Varduhl Abrahamyan was a visually and aurally effective “Maddalena,” her smokey, responsive mezzo seducing us with ease. Kristinn Sigmundsson scored with a more three-dimensional “Sparafucile” than is the norm, and with a clearly produced and commanding bass.
Ambroggio Maestri in the title role was giving his first performance in the continuing run of this revival. Mr. Maestri has a very beautiful, slightly covered tone (think Milnes hooking the top notes), evenly produced throughout the range, and powerful enough to encompass all of the part’s demands. He spun out line after arching line of Verdian phrasing that could stand as a model of its kind. He certainly had the role in his voice, if not on this occasion, in his body. His aloof acting made even Caballe at her most placid look like Faye in “Mommie, Dearest.” His reaction to discovering his murdered daughter in the body bag was, well, almost non-existent. (“Hmmmmm,what’s this? A body? My daughter? Oops, better concentrate on that high note now … .’aaaaaahh’. . “) But rather than lay this only on Mr.

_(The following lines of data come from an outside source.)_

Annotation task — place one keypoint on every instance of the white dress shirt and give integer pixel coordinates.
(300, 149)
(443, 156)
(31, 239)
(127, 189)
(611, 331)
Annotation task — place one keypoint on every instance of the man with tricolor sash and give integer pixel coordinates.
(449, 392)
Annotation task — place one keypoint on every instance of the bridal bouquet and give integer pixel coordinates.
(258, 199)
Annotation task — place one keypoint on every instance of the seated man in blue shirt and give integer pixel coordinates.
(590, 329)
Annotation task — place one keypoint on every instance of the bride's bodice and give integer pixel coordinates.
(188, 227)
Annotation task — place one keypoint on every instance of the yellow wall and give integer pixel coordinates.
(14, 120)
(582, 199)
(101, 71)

Maestri, dramatic flaccidity was fairly pervasive.
For all its musical glories (and they were fabulous), and for all the beauty of the design concept (ditto), I kept having the feeling I might be seeing an “instant opera” staging at a secondary company, where the soloists were jobbed in and given a few general rehearsals. Alejandro Stadler is credited as remounting Jerome Savary’s original direction.
I’d like to believe it was once more grounded in dramatic truth.
I have never seen such a half-hearted effort between the taunting courtiers and “Rigoletto” in the run up to “Corteggiani,” with no visual tension whatsoever. Duet pairings seemed to find participants coming together, separating, pacing individually, and then repeating that formula with too little regard to specific dramatic motivation. Too often soloists planted their feet, faced front and sang, with scant reference to the person they were “conversing” with. One major exception was the “Caro Nome.” I could be wrong, but I suspect the radiant Ms. Syurina brought her experience in the role to bear, and here was a fully motivated, beautifully realized staging, full of dramatic meaning and appropriate movement. As she spun girlishly in a circle like Julie Andrews in “The Sound of Music” while tossing off spot-on staccato octave leaps, well, here was a staging moment that came alive with invention.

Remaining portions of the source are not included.